2 commentaires “Projet urbain ou aviation civile : l’avenir de Francazal divise”

  1. Le Collectif Francazal n’a en aucun cas « dénigré », encore moins attaqué l’industrie aéronautique ou l’aviation civile.
    Simplement, il s’oppose à la création d’un deuxième aéroport au sein de l’agglomération toulousaine.

    Dans l’étude des solutions de reconversion de Francazal, nous ne contestons pas qu’on puisse avancer des arguments économiques ou des considérations historiques, mais nous demandons qu’on prenne d’abord en compte les arguments environnementaux. Il faut que l’expertise soit conduite dans le respect des critères du développement durable.

    Dans les commentaires suivants, M. Aubin cite les précédents de Lyon-Bron et Paris-Le Bourget.

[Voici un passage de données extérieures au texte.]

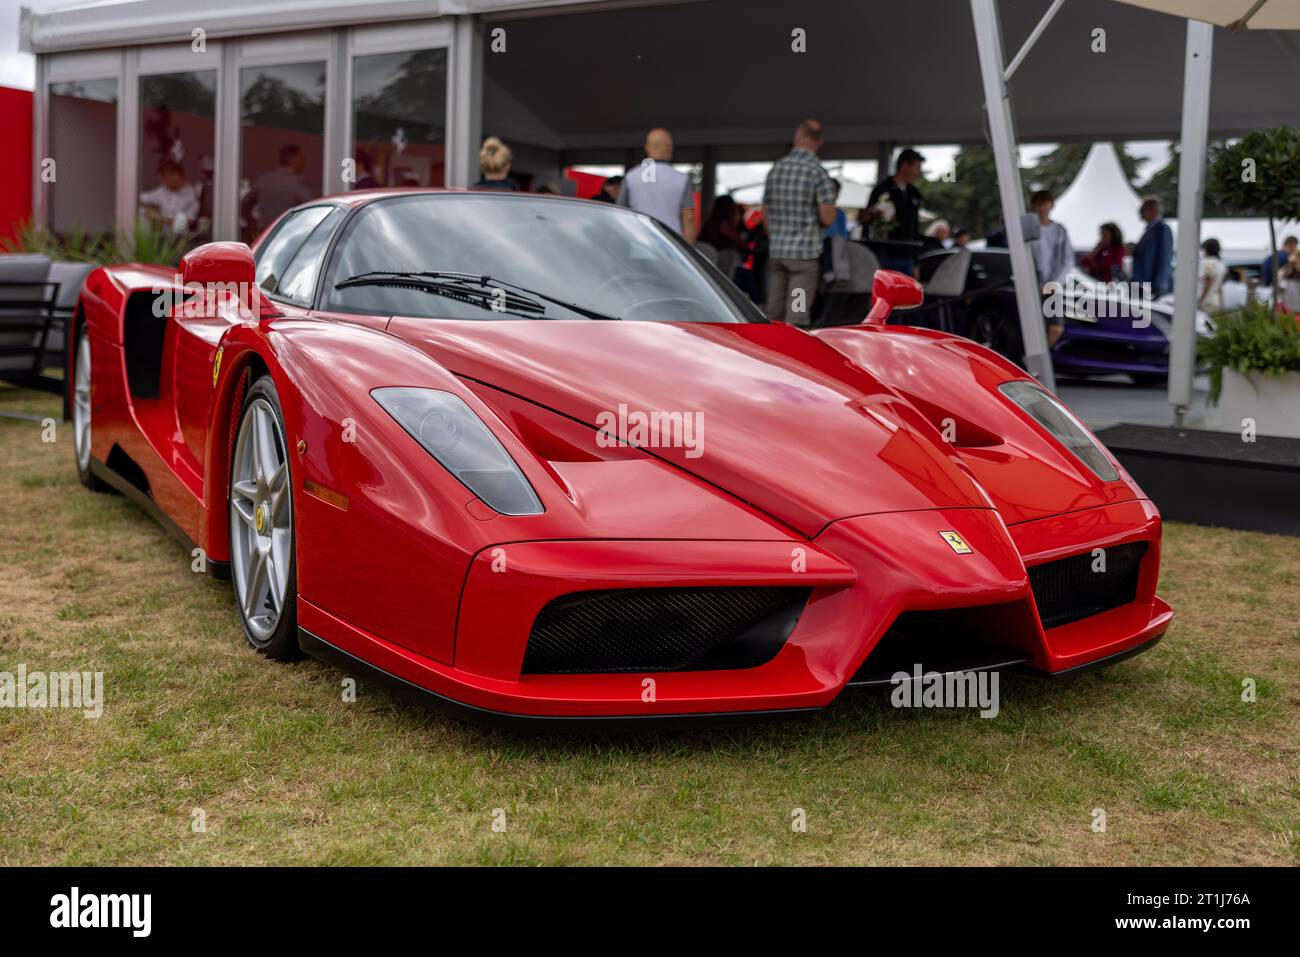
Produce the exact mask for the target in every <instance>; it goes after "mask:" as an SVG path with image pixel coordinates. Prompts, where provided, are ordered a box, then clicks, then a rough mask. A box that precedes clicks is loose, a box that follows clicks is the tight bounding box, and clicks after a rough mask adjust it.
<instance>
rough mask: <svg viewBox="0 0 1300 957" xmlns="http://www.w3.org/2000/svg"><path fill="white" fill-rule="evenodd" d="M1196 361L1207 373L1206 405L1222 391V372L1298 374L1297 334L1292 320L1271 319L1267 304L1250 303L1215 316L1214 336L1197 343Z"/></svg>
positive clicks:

Mais est-ce un exemple à suivre ? Les riverains du Bourget n’en peuvent plus, comme en témoignent de nombreux documents, comme celui-ci.

    Précisons également que la comparaison de Francazal à Lyon-Bron et Paris-Le Bourget est mal venue, car ces deux derniers aéroports étaient les aéroports uniques de Lyon et Paris, qu’on a délesté en créant des plateformes nouvelles (Lyon Saint Exupéry et Paris Orly) dans des secteurs moins urbanisés. Si l’on voulait réaliser la même opération sur Toulouse, Blagnac serait délesté de tout le trafic passager et fret au profit d’une nouvelle plateforme située à l’extérieur de l’agglomération.